According to The Post, the emails ended up in the possession of Mr Trump’s personal lawyer, Rudy Giuliani – who has been privately investigating Hunter Biden for years – after someone brought a computer with a sticker for the Beau Biden Foundation to a repair shop in Delaware and never returned to pay for it.
The repair shop’s owner reportedly copied the computer’s hard drive and gave it to Mr Giuiliani’s lawyer, along with the FBI.
The article sparked a furious response from the Biden campaign, which said there was no record of any meeting between Mr Biden and Mr Pozharskyi taking place.
Putting that aside, there is a more fundamental problem with the allegation against the Democratic nominee.
Mr Trump and Mr Giuliani have long argued that Mr Biden pressured Ukraine to fire its prosecutor-general, Viktor Shokin, in 2016 because he was investigating Burisma.

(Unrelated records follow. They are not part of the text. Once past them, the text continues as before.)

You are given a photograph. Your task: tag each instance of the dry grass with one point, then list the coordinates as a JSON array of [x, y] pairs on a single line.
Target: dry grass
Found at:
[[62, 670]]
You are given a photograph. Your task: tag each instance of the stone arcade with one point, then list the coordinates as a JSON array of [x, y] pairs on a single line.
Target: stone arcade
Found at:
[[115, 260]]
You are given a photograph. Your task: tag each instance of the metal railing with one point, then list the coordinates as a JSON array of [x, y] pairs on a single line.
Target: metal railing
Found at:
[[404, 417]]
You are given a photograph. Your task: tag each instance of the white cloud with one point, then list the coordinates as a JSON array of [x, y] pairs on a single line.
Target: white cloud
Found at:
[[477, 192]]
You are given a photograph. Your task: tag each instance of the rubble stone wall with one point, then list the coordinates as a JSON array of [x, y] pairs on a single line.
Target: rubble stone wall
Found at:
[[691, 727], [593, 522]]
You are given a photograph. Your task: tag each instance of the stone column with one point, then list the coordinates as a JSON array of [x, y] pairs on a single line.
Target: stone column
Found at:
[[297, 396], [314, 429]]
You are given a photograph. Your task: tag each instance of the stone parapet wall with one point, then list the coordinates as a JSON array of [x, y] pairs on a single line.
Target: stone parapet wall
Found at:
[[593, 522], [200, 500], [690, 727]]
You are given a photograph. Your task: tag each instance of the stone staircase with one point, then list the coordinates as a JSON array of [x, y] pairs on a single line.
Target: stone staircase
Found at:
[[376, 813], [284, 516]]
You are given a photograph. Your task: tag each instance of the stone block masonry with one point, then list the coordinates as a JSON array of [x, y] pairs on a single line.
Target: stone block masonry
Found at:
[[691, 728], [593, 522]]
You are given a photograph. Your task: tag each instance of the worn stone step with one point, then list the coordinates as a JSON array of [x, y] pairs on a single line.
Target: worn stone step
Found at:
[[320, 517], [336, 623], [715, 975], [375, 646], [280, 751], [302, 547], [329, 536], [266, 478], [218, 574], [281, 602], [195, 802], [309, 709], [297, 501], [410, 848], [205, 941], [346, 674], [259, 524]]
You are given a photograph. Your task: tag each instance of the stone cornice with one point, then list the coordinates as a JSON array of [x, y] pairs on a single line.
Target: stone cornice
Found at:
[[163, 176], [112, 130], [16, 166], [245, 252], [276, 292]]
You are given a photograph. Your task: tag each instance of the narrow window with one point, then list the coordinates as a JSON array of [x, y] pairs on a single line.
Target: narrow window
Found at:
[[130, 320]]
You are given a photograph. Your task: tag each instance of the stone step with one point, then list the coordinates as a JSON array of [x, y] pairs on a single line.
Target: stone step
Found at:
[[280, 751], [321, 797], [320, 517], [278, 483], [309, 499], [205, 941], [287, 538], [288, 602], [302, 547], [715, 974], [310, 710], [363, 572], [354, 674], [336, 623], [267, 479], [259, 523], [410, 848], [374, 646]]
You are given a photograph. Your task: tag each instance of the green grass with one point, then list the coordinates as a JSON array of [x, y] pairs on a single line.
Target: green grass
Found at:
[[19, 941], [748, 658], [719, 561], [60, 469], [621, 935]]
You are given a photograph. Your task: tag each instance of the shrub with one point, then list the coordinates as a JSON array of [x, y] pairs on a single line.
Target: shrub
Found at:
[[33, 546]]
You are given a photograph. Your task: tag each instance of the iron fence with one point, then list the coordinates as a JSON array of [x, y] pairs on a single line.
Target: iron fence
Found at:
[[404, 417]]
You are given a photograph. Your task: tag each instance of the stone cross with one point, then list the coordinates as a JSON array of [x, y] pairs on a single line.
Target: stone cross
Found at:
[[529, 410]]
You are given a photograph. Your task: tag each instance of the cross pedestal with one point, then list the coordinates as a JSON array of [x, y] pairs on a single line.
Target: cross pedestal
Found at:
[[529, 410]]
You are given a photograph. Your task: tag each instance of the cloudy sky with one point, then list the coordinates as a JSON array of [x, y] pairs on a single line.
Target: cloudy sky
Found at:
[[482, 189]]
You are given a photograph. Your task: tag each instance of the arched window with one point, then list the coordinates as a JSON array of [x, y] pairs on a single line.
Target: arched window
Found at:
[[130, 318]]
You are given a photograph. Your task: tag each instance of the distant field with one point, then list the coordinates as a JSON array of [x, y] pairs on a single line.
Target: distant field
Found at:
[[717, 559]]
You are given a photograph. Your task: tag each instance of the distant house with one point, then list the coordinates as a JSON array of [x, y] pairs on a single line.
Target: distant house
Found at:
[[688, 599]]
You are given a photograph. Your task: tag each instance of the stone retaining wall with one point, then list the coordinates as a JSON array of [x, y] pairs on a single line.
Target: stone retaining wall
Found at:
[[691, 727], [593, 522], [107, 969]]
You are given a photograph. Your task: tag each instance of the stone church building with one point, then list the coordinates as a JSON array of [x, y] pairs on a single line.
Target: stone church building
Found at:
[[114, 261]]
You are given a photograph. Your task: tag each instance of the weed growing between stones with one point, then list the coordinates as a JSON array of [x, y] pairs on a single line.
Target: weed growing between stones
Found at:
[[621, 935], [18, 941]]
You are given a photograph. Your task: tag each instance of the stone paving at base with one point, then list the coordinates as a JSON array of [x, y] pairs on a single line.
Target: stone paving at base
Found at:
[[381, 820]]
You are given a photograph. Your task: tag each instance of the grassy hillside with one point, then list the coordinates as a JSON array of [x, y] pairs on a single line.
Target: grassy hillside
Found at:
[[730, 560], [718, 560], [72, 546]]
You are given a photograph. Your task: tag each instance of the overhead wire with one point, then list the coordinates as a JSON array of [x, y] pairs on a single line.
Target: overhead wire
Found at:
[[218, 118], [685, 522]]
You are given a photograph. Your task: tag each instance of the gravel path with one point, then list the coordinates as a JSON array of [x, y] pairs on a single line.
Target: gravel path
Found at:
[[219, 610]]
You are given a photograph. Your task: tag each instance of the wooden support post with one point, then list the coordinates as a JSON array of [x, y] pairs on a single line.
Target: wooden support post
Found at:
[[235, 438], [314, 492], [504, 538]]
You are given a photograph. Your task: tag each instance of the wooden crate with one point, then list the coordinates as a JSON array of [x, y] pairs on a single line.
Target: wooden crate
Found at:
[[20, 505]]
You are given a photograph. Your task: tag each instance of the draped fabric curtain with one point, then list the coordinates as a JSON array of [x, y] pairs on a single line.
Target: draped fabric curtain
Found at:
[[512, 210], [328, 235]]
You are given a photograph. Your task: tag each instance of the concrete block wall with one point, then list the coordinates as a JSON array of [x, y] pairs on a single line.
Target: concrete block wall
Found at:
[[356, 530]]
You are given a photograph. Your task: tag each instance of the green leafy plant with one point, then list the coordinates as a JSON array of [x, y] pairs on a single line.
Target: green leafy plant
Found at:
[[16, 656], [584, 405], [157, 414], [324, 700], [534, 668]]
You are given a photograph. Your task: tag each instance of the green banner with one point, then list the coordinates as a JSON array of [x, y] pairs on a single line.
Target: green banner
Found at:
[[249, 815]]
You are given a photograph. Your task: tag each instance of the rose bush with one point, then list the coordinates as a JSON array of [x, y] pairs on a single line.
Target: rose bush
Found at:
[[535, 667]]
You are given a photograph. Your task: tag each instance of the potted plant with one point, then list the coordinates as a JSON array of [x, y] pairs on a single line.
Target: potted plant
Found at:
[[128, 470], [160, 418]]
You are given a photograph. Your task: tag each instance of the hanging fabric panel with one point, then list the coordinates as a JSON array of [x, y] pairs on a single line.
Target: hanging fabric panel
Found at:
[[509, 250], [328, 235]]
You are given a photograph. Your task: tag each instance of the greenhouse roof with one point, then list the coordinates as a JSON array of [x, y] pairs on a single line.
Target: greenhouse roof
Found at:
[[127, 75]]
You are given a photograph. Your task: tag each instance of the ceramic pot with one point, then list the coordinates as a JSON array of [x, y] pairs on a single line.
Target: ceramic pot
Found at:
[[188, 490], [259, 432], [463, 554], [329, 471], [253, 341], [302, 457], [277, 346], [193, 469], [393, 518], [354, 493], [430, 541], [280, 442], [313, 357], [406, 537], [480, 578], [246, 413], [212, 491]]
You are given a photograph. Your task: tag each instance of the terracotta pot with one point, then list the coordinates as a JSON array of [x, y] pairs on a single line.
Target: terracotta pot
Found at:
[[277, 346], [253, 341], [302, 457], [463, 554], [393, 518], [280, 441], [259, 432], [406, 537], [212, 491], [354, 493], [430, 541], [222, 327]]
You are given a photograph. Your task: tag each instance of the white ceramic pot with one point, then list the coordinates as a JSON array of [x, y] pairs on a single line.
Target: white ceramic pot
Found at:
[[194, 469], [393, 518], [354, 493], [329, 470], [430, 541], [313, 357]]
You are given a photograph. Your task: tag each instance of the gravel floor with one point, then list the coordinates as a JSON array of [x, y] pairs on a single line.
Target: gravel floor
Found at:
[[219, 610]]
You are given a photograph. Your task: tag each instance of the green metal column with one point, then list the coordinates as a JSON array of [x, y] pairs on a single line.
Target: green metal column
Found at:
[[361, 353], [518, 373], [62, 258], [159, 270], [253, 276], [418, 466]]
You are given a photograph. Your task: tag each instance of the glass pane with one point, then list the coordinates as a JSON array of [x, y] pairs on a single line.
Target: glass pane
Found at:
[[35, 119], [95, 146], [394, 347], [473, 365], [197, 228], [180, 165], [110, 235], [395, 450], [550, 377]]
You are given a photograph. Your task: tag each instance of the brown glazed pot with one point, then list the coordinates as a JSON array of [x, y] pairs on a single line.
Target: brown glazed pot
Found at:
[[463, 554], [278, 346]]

In fact, Mr Shokin was not investigating Burisma. Mr Biden pushed Ukraine to get rid of him at the direction of then-president Barack Obama, and with the support of other European nations, who believed the prosecutor was doing too little to combat corruption.
“Shokin was not investigating. He didn’t want to investigate Burisma,” Daria Kaleniuk, executive director of the Ukrainian Anti-Corruption Action Center, told The Washington Post back in July.
“And Shokin was fired not because he wanted to do that investigation, but quite to the contrary, because he failed that investigation.”
So to sum up, Mr Trump thinks Mr Shokin was fired for investigating a company connected to Joe Biden’s son, when he was actually ditched because of an international consensus that he was bad at his job and had failed to crack down on corruption.
Mr Trump and Mr Biden are both holding town hall events today, in the timeslot that would have been used for the second presidential debate if it had not been cancelled.
The Hunter Biden issue and the conduct of social media companies are both likely to come up at some point.